Alle deutschen Bundesländer stehen vor der Aufgabe, der schon in der Grundschule beginnenden soziale Segregation entgegenzuwirken, indem Schulen in schwieriger Lage besondere finanzielle und andere Unterstützung erhalten. Mit diesen Bemühungen stehen wir erst am Anfang.

Horst Weishaupt, Emeritus vom DIPF, stellt in einem Aufsatz die derzeit noch äußerst unbefriedigende Lage dar. Es folgen einige Auszüge als Zusammenfassung der Untersuchung.
Weishaupt, H. (2016). Schulen in schwieriger Lage und Schulfinanzierung. Die deutsche Schule 108 (4), 354–369.
Das Problem
Wohnsegregation plus Schulartdifferenzierung
Durch die Wohnsegregation in der Grundschule, die sich durch die Schulartdifferenzierung in der Sekundarstufe noch verstärkt, sind die Unterschiede in der sozialen Zusammensetzung der Schülerinnen und Schüler ein lange bekanntes Problem des deutschen Schulwesens: soziale Benachteiligung ist nicht zuletzt vermittelt über die soziale Zusammensetzung der Schülerschaft von Schulen.
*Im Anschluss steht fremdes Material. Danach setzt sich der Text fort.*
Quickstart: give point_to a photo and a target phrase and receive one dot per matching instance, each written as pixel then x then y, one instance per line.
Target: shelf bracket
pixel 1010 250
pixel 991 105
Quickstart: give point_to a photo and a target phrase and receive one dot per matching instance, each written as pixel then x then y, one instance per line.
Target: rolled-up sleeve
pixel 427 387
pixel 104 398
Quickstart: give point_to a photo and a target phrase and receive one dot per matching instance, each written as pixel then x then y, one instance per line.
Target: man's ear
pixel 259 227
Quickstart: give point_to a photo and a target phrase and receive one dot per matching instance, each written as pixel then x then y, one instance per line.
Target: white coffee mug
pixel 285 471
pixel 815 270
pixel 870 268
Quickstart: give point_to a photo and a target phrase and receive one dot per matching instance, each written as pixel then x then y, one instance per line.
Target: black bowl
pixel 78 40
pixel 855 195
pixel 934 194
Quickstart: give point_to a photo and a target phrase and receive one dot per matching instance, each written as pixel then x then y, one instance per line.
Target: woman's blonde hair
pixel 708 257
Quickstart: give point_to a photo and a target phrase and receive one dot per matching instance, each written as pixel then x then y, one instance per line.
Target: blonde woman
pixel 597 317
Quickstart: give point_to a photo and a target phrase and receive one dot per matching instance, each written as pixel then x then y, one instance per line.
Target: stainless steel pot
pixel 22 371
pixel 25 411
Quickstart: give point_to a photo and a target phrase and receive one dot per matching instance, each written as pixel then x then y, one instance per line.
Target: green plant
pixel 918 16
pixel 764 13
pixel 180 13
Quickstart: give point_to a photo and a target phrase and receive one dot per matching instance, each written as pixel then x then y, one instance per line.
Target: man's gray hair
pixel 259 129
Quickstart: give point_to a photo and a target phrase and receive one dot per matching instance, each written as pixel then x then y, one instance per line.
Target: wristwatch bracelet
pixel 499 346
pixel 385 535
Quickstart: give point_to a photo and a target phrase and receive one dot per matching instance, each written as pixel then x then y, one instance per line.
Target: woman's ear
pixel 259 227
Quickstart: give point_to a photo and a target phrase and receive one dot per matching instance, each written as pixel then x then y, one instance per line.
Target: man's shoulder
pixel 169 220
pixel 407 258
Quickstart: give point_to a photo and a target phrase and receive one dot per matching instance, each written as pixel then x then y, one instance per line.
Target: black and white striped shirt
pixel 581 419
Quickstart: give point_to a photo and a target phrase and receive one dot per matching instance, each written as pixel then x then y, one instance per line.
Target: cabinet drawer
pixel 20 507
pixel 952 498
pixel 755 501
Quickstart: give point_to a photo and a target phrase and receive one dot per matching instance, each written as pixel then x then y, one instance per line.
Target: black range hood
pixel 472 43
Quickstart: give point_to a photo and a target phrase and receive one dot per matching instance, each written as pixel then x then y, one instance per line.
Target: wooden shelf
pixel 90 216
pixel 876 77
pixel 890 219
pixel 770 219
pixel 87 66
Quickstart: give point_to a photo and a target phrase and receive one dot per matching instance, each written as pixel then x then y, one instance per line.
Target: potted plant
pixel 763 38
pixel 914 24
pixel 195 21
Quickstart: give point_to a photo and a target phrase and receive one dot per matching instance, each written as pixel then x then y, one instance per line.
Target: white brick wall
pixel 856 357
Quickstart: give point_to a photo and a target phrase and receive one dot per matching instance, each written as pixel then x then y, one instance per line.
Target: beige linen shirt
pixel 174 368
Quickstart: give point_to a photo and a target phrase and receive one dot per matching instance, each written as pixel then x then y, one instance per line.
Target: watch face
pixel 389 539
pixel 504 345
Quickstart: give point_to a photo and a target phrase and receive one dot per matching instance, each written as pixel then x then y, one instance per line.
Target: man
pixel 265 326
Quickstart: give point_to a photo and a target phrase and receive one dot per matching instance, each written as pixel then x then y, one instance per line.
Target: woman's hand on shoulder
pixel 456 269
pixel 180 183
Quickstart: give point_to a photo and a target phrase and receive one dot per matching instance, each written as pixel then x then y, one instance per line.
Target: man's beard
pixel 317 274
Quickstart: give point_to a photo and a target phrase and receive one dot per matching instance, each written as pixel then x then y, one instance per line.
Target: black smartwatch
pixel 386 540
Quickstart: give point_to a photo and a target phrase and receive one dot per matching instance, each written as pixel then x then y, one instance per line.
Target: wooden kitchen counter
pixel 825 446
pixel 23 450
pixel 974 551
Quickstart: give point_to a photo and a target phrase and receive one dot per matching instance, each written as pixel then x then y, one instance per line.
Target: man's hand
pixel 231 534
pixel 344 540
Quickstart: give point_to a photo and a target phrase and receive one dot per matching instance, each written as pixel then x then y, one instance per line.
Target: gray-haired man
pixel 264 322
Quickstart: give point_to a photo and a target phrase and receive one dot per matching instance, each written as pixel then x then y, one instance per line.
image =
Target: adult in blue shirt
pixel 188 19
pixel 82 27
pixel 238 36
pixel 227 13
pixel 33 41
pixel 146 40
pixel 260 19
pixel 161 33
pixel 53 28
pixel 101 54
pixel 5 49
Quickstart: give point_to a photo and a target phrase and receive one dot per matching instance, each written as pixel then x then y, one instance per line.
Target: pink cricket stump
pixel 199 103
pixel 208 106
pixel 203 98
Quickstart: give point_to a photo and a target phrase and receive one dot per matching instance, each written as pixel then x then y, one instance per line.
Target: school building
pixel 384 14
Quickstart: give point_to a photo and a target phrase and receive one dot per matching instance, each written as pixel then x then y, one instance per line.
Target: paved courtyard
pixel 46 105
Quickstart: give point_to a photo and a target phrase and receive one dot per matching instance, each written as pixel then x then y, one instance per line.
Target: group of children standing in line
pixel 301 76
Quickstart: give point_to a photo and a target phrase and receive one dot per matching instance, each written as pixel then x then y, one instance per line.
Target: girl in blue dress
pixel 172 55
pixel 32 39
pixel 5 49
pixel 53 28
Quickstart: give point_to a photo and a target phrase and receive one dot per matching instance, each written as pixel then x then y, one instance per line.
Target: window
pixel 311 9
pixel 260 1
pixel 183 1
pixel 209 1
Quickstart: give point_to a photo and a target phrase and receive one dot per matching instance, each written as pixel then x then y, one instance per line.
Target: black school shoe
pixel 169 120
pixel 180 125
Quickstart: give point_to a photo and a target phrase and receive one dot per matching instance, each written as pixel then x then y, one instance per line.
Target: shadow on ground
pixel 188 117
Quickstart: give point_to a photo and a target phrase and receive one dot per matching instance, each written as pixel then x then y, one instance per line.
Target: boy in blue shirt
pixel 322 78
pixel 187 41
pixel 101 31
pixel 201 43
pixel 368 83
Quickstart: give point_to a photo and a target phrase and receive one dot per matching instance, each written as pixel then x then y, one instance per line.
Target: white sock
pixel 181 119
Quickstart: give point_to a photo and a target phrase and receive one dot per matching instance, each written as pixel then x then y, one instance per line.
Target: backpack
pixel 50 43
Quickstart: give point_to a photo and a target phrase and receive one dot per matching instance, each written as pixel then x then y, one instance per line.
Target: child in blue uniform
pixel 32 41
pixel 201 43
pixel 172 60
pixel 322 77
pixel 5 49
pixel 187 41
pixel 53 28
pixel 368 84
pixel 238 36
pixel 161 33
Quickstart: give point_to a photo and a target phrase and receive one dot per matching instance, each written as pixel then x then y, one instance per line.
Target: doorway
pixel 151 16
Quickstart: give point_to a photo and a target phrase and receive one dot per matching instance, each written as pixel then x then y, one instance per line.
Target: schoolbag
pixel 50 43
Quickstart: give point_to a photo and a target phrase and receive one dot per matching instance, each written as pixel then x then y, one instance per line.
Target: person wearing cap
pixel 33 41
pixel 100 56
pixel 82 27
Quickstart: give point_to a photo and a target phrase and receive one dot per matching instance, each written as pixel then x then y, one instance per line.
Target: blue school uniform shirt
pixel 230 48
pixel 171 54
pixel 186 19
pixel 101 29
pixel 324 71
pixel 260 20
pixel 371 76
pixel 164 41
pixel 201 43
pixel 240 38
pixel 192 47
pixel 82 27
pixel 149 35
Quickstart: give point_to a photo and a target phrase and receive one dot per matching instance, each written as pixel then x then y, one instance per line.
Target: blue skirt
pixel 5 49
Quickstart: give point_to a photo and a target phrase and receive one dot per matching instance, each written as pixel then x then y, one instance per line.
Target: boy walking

Durch die Marginalisierung der Hauptschule (Trautwein/Baumert/Maaz 2007) und zunehmende soziale Segregationsprozesse in den Städten, die verbunden sind mit einer Konzentration der Armut auf Migranten und Kinder, hat sich im letzten Jahrzehnt die Situation noch zugespitzt (Baur/Häußermann 2009). (Weishaupt 2016, S. 354)
Segregation wird von Verwaltungen noch begünstigt
Zunehmend wird über Strategien von Eltern berichtet, die über Gestattungen oder die Wahl einer Privatschule (Weishaupt/Kemper 2015; Kann/Rothe i. E.) versuchen, gezielt eine gewünschte Schule zu wählen und die öffentliche Schule in der Nachbarschaft zu umgehen. Die Schulverwaltungen stellen sich diesen Entwicklungen nicht entgegen, sondern begünstigen sie häufig noch. Dadurch kann es nicht verwundern, dass die soziale Segregation zwischen der Schülerschaft der Grundschulen größer ist als zwischen der Bevölkerung in den Wohnquartieren (Morris-Lange et al. 2013). (Weishaupt 2016, S. 354)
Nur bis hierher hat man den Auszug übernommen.